AfD fürs Heimatlande

Kommentar von Sven Wenig

Was musste die Dichtkunst schon alles ertragen! Und siehe: Es gibt sie noch!
Hoffen wir, dass sie auch den nächsten herben Schlag übersteht!

Die AfD nämlich fängt plötzlich an mit dem Reimen. Den Anfang macht Wiebke Muhsal, die ich schon vom Sehen kannte, noch bevor sie bei der AfD einstieg. Da wusste ich natürlich noch nicht, dass sie gern neben NPD- Anhängern Deutschlandfahnen schwingt. Auch von ihrem Plakat war noch nichts zu ahnen mit dem unsäglichen Spruch: „Wir gedenken aller Opfer des Konzentrations- und Speziallagers Buchenwald“. Die Geschichte dieses Spruchs übergehe ich an dieser Stelle – die Geschichte eines Textentwurfs der Thüringer AfD für einen Gedenkkranz zum Tag der Befreiung von Auschwitz. Der Leiter der Gedenkstätte Buchenwald, Volkhard Knigge, hatte zurecht darauf hingewiesen, dass eine Gleichsetzung von Konzentrationslager und Speziallager eine Provokation darstellt (zumal bei diesem Anlass).

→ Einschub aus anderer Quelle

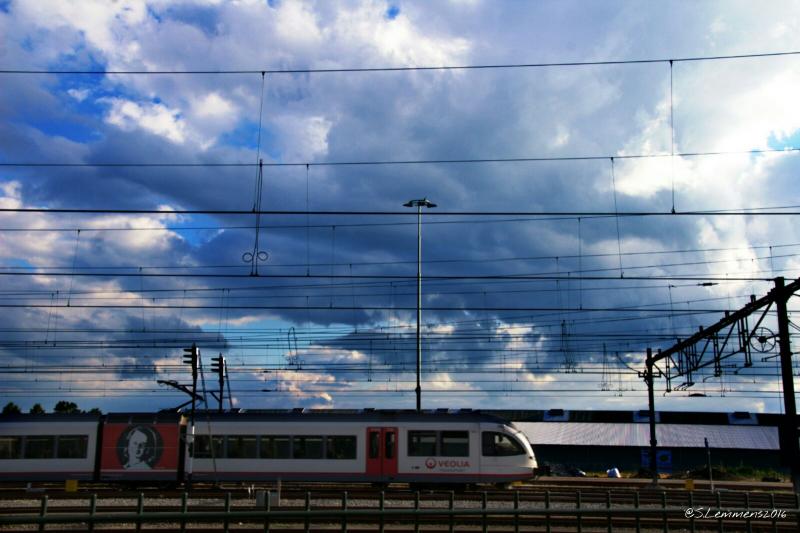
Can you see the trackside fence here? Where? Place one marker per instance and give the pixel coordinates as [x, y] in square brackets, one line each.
[483, 515]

Mir aber soll der Hinweis genügen: Wiebke Muhsal brachte es zudem fertig, den Spruch auf ein Plakat zu drucken, das sie mit fröhlichem Lachen zeigt.

Aber wenden wir uns der Frage zu: Wenn die AfD angetreten ist, um Deutschland zu retten, was bedeutet das für die deutsche Lyrik? Wie also setzt die AfD ihre ureigene Mission des „Bewahrens“ der „antiken und germanischen Wurzeln“ (Zitat Höcke) um, sobald sie sich selbst ans Werk macht? Das Ergebnis lässt einen schaudern!

Zunächst fängt alles ganz harmlos an. Wiebke Muhsal nämlich erknittelt sich folgenden „Vers“:

„Thüringen auf Höcke schwört,
auch wenn es Bernd und Olaf stört.“

Damit zeigt sie nun zwar weder Talent noch Sprachgefühl, aber man könnte es noch als Albernheit abtun. Wobei freilich schon arg verdächtig ist, dass man diese Albernheit munter auf Facebook verbreitet (der Beitrag bringt es auf 202 „Likes“ und wird 17 Mal geteilt).

Aber es kommt schlimmer.

Eine Dame schreibt unter diesem Eintrag: „Wie poetisch“. Ironie ist bei dieser Aussage leider nicht zu erkennen. Man könnte hoffen, die Dame hätte einfach vergessen, die Ironie zu markieren. Wer aber auf die Urteilsfähigkeit der AfD-Sympathisanten hofft, wird eines Besseren belehrt.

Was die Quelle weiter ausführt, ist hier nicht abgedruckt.